The Different Stories of Davy Jones
- Pub owner: In one of the stories, Davy Jones was the owner of a British pub and would get sailors intoxicated and lock them in his ale locker. He also locked their unconscious bodies in ships that were passing through the harbor. The story also tells us that his pub went bankrupt, which made him decide to become a pirate. He stole a ship from the harbor, and, supposedly, sailed the Atlantic Ocean, hijacking other ships and decapitating or keelhauling most of the crew from other ships. The surviving crew would be locked in the ship and the ship would be sunk. The story also tells of this pub owner selling his soul to the devil.
- Captain of the "Flying Dutchman": In some stories, Davy Jones is the captain of the "Flying Dutchman." The "Flying Dutchman" was supposedly a ghost ship that wandered the seas forever because it could not make port. The story goes that Jones hailed out to the sky on a trip from Holland to Batavia. Legend quotes him as saying, "God or Devil... I will sail around the Cape, even if it means sailing towards our last judgement." Then the Devil took control of the ship, and, as a price, the ship had to sail the seas forever, with the dead crew working for eternity without saying a word ever again.

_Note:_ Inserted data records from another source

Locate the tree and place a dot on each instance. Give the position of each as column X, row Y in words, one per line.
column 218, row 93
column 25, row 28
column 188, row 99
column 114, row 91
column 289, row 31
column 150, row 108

- The Jonah theory: In the Bible, Jonah became the "devil of the seas" when his crew found out that he was being punished by God for his disobedience. The crew casted him overboard. Some say that Davy Jones came from "Devil Jonah." Sailors believed that any wicked sailor would "go to Davy Jones' locker."
- David Jones: There once was an actual pirate captain by the name of David Jones who sailed the seas around the 1630s. But, this pirate captain wasn't that well-known and most historians do not think he could have gathered such worldwide fame.
- Satan: Some believe it is simply another name for Satan, made up by sailors.
Davy Jones' Locker
Davy Jones' Locker is a sailor's synonym for the ocean floor. A locker was another name for a chest back in the day. So "being sent to Davy Jones' locker" actually means dying at sea. In some stories, evil and wicked sailors who died at sea were locked up in the chest by Davy Jones and had to spend eternity trapped in there.
Davy Jones in The Pirates of the Caribbean
Davy Jones in Movies and Books
In Pirates of the Caribbean: Dead Man's Chest, Davy Jones was the main villain. He was supposed to bring souls from sunken ships to work aboard the "Flying Dutchman." Instead of going to the afterlife, Jones proposes that the dead men come and work on his ship for a 100 years, and convinces them that the afterlife is even worse. He also commands the mythical beast the "Kraken."
Davy Jones is mentioned in a lot of books, but mostly only in passing phrases like, "going to Davy Jones" or "going to Davy Jones' locker." Almost every book about life on a pirate ship mentions this at least once. Moby Dick for example contains the phrase: "There was young Nat Swaine, once the bravest boat-header out of all Nantucket and the Vineyard; he joined the meeting, and never came to good. He got so frightened about his plaguey soul that he shrinked and sheered away from the whales, for fear of after-claps, in case he got stove and went to Davy Jones."